Amazon's Echo was one of the stars of the retail giant's record-breaking holiday period, and it was only a matter of time before competitors started making their own smart speakers. LG's new SmartThinQ hub appears to be one such copycat. The hub, announced today ahead of a demonstration at CES next week, is visually similar to Amazon's Echo, and like that device, features a large built-in speaker that can stream music. But where the Echo is only gradually moving from cool curio to useful gadget, LG is pitching the SmartThinQ as the "gateway" to your automated home, connecting to smart refrigerators, washing machines, and air conditioners, and displaying their information on a 3.5-inch color LCD display.
LG's device can't be controlled by voice
The hub uses the open AllJoyn "internet of things" platform, connecting to other appliances — both smart and conventional — via Wi-Fi, Bluetooth, or Zigbee, and in addition to displaying notifications on its screen, can announce them through its speaker. The new hub is also likely to extend control to more devices from webOS 3.0 TVs running the new IoTV app announced this month. Like the Echo, the SmartThinQ hub can play music, either from free iHeartRadio stations or streamed over Bluetooth from smartphone or tablet, but where Amazon's Alexa assistant can respond to the sound of your voice, taking commands to play songs, find restaurants, or search for sports scores, LG's device can only be controlled via smartphone.

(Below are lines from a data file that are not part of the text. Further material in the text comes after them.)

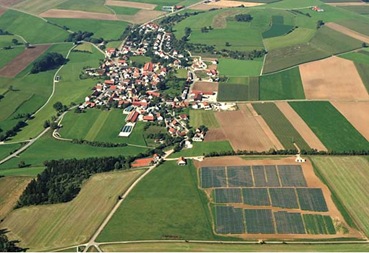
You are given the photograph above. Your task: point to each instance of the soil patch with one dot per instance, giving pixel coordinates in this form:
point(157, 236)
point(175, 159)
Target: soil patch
point(357, 114)
point(22, 61)
point(215, 135)
point(312, 181)
point(144, 6)
point(299, 124)
point(206, 86)
point(348, 32)
point(244, 131)
point(54, 13)
point(332, 78)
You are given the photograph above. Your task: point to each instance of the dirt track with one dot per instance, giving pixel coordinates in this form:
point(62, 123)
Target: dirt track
point(22, 61)
point(312, 181)
point(332, 78)
point(348, 32)
point(144, 6)
point(300, 126)
point(357, 113)
point(54, 13)
point(244, 131)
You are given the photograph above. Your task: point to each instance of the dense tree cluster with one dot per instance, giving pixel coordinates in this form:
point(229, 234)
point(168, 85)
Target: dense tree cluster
point(8, 246)
point(49, 61)
point(243, 18)
point(62, 179)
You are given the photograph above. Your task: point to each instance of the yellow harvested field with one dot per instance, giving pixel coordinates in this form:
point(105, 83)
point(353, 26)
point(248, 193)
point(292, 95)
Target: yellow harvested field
point(10, 190)
point(357, 114)
point(332, 78)
point(299, 124)
point(348, 178)
point(47, 227)
point(348, 32)
point(144, 6)
point(54, 13)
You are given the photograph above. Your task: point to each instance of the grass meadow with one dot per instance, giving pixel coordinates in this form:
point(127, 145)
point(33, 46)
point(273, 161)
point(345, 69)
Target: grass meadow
point(331, 127)
point(203, 148)
point(166, 202)
point(70, 89)
point(62, 225)
point(29, 92)
point(232, 67)
point(280, 126)
point(347, 178)
point(106, 29)
point(10, 190)
point(47, 148)
point(282, 85)
point(33, 29)
point(202, 117)
point(195, 247)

Notifications and controls are managed via a dedicated SmarThinQ app, meaning you'll need to manually select options to turn your air conditioner up, increase your thermostat temperature, or skip a song, instead of simply yelling for your speaker to do it for you. But while it may not be as easy to use, by connecting with LG's other SmartThinQ products — including the SmartThinQ sensor the Korean company announced earlier this year that can make regular appliances "smart-aware" — the new hub potentially offers more options for actually managing your home than Amazon's little experiment.